In that sense, I was amply prepared for my current job. Yet I remain frustrated that smaller newsrooms, even those much larger than mine, seem to be less than an afterthought in journalism-discussion circles.

Take, as just one example, the Denver Post memo about the paper’s newsroom reorganization, much publicized and much discussed. “As part of the public meetings starting later in July, think about what The Post should cover, how should we be organized, what beats would you start and which would you eliminate,” it says.

It is the latest of many news conversations focused on rethinking what newspapers do cover versus what we should.

Good. I agree. Let’s rethink it.

I have four reporters in my newsroom, with these beats: sports (all), justice (cops and courts, countywide), city-county (Lenoir city government plus county government), and education plus the other five and a half (one is on the county line) small towns throughout the county.

I have no idea how I might reconstruct things to get better coverage. Literally everyone is a generalist. Half of all stories, at least, are what the city folk would call general assignment.

Do I stop having people cover the small towns in the county? That one reporter would like having Monday and Tuesday nights back, but the town leaders would view it as abandoning coverage, which would feed the negative narrative in the towns about our coverage. They are small towns. The average citizen in Charlotte may not give much weight to what his or her city council member thinks of the Observer’s coverage, but in Gamewell the elected officials are authorities, to many, and if they go around saying the newspaper doesn’t care, that carries significant weight.

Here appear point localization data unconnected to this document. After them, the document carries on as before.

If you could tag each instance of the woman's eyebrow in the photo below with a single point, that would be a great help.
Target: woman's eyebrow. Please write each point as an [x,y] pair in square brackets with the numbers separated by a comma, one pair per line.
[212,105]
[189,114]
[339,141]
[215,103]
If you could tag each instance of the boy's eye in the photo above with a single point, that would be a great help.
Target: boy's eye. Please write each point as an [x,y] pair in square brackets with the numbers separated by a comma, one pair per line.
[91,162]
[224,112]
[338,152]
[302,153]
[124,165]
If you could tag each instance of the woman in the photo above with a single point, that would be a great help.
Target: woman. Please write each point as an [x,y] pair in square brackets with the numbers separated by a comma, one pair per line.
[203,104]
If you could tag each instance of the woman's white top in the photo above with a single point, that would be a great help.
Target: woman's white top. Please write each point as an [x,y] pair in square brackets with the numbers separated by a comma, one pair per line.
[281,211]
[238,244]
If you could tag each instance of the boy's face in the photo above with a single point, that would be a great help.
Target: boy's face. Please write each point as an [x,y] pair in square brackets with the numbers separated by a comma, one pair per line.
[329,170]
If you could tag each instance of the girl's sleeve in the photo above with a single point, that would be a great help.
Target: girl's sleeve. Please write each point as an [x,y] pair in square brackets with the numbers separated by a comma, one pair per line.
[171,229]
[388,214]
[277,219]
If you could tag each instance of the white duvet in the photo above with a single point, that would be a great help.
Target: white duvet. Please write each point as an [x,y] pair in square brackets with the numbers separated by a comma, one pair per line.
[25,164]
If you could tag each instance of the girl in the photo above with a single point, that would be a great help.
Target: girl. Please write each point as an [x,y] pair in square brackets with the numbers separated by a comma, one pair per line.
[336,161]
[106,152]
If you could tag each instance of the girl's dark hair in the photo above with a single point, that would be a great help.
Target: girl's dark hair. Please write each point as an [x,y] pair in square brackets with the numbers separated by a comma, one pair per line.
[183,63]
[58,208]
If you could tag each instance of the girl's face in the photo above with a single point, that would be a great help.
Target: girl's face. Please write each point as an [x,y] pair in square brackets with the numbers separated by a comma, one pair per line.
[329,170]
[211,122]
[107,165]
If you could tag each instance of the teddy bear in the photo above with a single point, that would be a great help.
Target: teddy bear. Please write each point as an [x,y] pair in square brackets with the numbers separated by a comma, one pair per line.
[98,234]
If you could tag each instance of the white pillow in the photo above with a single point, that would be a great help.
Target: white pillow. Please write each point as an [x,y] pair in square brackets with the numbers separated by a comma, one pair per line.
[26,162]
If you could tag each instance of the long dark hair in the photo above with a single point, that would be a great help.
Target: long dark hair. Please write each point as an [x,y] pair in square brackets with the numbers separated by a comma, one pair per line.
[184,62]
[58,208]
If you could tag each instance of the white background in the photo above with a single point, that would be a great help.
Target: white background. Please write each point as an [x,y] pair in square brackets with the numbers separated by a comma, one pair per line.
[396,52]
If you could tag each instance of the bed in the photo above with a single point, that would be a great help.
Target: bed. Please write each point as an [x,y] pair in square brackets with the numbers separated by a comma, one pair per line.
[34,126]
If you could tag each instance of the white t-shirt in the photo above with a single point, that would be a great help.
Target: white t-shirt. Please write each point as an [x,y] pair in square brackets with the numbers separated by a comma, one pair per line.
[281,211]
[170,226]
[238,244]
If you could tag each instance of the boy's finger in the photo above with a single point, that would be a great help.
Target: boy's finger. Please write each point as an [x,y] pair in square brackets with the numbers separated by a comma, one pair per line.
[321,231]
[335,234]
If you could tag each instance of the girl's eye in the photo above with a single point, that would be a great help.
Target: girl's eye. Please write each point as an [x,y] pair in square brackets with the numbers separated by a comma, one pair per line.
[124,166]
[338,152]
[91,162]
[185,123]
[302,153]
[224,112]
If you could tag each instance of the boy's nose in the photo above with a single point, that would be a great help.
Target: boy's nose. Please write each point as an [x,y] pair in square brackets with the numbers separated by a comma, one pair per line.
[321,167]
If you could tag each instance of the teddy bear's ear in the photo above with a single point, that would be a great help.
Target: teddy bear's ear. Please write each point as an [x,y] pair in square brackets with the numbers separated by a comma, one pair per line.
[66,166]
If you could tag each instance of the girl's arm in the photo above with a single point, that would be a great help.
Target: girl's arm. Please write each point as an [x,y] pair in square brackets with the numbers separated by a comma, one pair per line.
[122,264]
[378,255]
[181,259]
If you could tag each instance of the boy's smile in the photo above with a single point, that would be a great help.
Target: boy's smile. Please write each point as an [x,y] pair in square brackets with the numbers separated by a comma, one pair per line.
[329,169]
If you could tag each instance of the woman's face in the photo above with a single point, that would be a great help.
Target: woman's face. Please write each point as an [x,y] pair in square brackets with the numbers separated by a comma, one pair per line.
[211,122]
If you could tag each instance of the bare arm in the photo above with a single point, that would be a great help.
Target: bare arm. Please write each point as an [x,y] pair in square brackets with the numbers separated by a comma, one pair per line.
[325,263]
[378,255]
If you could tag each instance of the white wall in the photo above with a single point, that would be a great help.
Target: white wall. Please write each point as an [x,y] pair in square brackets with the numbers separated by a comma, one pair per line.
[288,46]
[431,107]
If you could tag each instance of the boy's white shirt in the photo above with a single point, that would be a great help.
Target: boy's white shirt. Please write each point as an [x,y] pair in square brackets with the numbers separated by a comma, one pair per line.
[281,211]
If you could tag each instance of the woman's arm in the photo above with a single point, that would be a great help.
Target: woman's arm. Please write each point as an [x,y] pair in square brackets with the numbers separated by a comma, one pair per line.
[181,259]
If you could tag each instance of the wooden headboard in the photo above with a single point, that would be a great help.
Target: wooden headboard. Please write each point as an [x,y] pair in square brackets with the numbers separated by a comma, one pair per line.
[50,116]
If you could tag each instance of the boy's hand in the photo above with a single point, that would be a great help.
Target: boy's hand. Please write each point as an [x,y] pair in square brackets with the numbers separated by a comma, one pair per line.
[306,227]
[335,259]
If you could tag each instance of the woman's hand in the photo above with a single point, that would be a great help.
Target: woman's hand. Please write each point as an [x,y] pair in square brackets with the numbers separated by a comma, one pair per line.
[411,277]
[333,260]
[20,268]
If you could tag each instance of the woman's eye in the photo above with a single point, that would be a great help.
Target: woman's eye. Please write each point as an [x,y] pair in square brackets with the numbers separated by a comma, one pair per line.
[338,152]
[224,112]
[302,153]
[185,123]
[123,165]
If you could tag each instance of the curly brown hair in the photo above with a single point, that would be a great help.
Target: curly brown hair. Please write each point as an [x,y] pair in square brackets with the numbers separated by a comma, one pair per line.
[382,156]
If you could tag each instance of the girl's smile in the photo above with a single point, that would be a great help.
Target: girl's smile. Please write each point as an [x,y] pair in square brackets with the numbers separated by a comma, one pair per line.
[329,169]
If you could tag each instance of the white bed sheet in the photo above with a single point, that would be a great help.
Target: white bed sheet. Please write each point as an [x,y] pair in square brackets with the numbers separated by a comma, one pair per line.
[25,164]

Or maybe there should be no beats based on government structure at all. Except that my reporting staff is entirely under the age of 25 and from places other than here. Where would they begin? Beats, lets remember, are structure and help a new reporter figure out where to begin.

Or perhaps everyone would agree with me, that my newsroom is smaller than anyone would contemplate trying to reorganize beat structures.

Yes, well, move on, then, but it won’t mean I am less affected by the restructuring of media habits, advertising and news consumption patterns than you are.

The national discussion in journalism is divorced from the reality that the majority of papers face. Yet I know it is what the people on my staff will face if and when they decide to seek a job at a larger newsroom. And I know, from experience, that whatever larger newsrooms confront now will manifest themselves eventually in smaller newsrooms. Except it will be different, and no one will talk much about it then.